T-Test - Single Sample

Tests for statistical significance between a set of numeric values (from one column) and a known mean. This operator allows one to compute the test across several different sample columns with one operator.

Information at a Glance

Category Model Validation
Data source type HD
Sends output to other operators Yes
Data processing tool Spark

The single sample t-test is used to test whether a sample population has a significantly different mean from the known population mean.

For information about Student's t-distribution, see https://en.wikipedia.org/wiki/Student%27s_t-distribution.

Algorithm

The means and variances for all of the test statistics are computed using Spark's MultivariateStatisticalSummary object, but the t-tests themselves are computed from Java's commons-math library.

Input

A tabular data set with numeric columns.

Configuration

Parameter Description
Notes Any notes or helpful information about this operator's parameter settings. When you enter content in the Notes field, a yellow asterisk is displayed on the operator.
Sample Columns Select the column(s) of numeric values on which to compute the t-test.
Assumed Mean Enter a numeric value (the population mean) against which to compute the t-test.
Write Bad Data To File Rows with null values are removed from the analysis. This parameter allows you to specify that the data with null values be written to a file.

The file is written to the same directory as the rest of the output. The filename is suffixed with _baddata.

  • Do Not Write Null Rows to File - remove null value data and display in the result UI, but do not write to an external file.
  • Do Not Write or Count Null Rows (Fastest) - remove null value data but do not count and display in the result UI.
  • Write All Null Rows to File - remove null value data and write all removed rows to an external file.
Storage Format Select the format in which to store the results. The storage format is determined by your type of operator.

Typical formats are Avro, CSV, TSV, or Parquet.

Compression Select the type of compression for the output.
Available Parquet compression options.
  • GZIP
  • Deflate
  • Snappy
  • no compression

Available Avro compression options.

  • Deflate
  • Snappy
  • no compression
Output Directory The location to store the output files.
Output Name The name to contain the results.
Overwrite Output Specifies whether to delete existing data at that path.
  • Yes - if the path exists, delete that file and save the results.
  • No - fail if the path already exists.

Output

Visual Output
Each row represents a column selected in the Sample Columns parameter.

See Single Sample T-Test Use Case for example data on a puppy training program that illustrates use of the single sample t-test. In this case, we see that we have above average puppies since the Upper One Tailed PValue for the Score_Before_Training column is very close to zero, and that after training the puppies, they are still above average since the Upper One Tailed PValue for the Score_After_Training column is also close to zero.



Data Output
  • T Statistic - A value computed based on the average and variance.
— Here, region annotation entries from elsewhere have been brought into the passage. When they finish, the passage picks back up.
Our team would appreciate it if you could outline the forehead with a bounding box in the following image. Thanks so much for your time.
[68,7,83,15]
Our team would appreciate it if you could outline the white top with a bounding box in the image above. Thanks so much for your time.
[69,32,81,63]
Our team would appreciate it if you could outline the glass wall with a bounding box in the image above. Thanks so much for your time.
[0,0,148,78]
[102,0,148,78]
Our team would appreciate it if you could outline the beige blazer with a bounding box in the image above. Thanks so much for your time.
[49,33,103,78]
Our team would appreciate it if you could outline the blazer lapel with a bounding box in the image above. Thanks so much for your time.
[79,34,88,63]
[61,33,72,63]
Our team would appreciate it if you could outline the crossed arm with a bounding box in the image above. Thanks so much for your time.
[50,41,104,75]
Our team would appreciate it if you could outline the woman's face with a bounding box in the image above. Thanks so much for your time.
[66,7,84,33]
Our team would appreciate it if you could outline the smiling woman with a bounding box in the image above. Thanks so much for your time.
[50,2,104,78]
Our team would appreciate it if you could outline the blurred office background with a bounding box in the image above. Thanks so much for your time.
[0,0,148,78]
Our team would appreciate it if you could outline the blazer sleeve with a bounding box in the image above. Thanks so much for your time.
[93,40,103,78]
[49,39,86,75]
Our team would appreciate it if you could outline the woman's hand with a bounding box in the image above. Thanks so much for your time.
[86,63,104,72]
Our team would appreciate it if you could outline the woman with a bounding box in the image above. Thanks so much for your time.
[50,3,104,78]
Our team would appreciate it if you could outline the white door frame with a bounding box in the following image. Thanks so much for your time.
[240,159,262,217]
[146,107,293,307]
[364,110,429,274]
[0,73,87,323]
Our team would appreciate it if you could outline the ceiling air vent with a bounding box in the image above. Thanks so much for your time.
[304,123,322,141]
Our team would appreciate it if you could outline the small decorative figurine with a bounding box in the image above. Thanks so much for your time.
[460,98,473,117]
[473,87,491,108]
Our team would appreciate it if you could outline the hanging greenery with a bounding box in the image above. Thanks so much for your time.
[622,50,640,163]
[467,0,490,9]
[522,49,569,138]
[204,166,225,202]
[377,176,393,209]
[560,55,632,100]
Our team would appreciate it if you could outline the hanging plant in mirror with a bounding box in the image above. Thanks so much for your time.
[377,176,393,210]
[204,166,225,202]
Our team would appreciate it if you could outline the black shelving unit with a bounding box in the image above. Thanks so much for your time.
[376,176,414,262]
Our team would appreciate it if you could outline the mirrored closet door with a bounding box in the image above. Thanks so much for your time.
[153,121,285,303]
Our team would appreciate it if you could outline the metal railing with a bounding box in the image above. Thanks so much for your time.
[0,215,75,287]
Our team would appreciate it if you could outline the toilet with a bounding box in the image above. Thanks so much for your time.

The higher the magnitude of the t-statistic, the higher the difference between the means.
  • Two Tailed PValue - The sum of the area under the Students t-distribution above the absolute value of the t-statistic and below the inverse of the t-statistic. A higher value indicates a greater absolute difference in the sample compared. We usually reject the null hypothesis if p < 0.05.
  • Lower One Tailed PValue - The area under the Student's t-distribution between negative infinity and the t statistic. A lower p-value indicates that sample a is less than sample b. We usually reject the null hypothesis if p < 0.05.
  • Upper One Tailed PValue - The area under the Student's t-distribution between positive infinity and the t statistic. A lower p-value indicates that sample a is greater than sample b. We usually reject the null hypothesis if p < 0.05.